Capital B further announced the “completion of the conversion of the 2,020,372 OCA B-01 held by UTXO Management into 3,713,919 ordinary shares of the Company”. Moreover, both steps were disclosed in its latest press statement, highlighting an ongoing restructuring of its financing instruments.
Equity dilution and Bitcoin accumulation
Overall, these conversions imply that Capital B is raising capital through equity dilution. The firm is transforming existing financial instruments into ordinary shares and then using the resulting capital inflows to keep purchasing Bitcoin. This model aligns closely with the broader corporate bitcoin treasury playbook pioneered by Strategy.
For existing shareholders, this raises a trade-off: more shares in circulation versus a larger pool of BTC backing the company. However, if the number of Bitcoins per share rises over time, the capital b bitcoin strategy could still prove accretive despite dilution.
Such structures have become increasingly common among crypto-focused firms that want to scale exposure without relying solely on debt. Moreover, they allow management teams to adjust the pace of purchases as market liquidity or sentiment shifts.
Recent purchase activity and market reaction
The latest transaction is part of a very active accumulation schedule. In 2026 alone, Capital B executed six separate purchases, adding a combined 102 BTC to its holdings. That said, the market has not fully rewarded this expansion at the equity level.
Following the most recent update, Capital B’s stock traded at around €0.63, down 1.26% in the last trading session. However, this short-term decline remains far smaller than the more than 28% drop recorded over the past six months.
Short-term stock pressure may reflect broader risk-off sentiment in growth and crypto-linked equities.

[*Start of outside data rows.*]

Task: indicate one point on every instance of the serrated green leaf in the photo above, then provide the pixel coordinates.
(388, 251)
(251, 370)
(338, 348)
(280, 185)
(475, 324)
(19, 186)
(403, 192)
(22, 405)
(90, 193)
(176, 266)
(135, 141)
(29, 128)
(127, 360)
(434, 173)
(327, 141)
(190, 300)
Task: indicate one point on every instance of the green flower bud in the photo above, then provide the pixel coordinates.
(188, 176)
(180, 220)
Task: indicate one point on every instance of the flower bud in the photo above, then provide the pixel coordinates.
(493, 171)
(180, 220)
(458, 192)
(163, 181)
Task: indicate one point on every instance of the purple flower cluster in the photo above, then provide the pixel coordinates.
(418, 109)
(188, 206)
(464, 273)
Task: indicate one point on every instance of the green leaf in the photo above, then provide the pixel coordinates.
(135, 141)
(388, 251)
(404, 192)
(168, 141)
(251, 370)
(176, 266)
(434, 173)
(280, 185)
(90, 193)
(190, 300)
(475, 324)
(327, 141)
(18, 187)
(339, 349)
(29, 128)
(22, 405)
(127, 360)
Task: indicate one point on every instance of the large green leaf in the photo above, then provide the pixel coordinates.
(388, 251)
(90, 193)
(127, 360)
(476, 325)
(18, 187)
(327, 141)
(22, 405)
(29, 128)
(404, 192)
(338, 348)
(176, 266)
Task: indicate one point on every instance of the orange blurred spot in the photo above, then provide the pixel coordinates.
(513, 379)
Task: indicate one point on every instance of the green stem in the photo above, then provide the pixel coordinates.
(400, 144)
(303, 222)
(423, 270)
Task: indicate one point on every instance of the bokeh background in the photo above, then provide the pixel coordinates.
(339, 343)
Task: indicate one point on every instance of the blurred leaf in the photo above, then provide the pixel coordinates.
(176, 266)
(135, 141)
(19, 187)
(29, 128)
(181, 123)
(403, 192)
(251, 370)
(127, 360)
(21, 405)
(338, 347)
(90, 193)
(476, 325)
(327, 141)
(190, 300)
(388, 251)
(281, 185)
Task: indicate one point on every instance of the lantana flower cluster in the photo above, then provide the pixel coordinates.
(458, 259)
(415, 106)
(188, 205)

Moreover, some investors could be weighing the impact of equity issuance against the potential long-term upside from a larger Bitcoin war chest.
Key takeaways on Capital B’s Bitcoin play
Since the 5th of November 2024, Capital B has executed 25 purchases, lifting its stash to 2,925 BTC. The company continues to lean on the ‘BTC Yield’ concept and a structured equity-financing approach to expand its holdings.
In summary, the Capital B btc acquisition strategy mirrors the high-profile moves of Strategy while adapting them to a more measured, incremental pace. If Bitcoin’s long-term trajectory remains intact, this blend of equity-driven funding and disciplined accumulation could eventually strengthen both the balance sheet and each share’s embedded BTC exposure.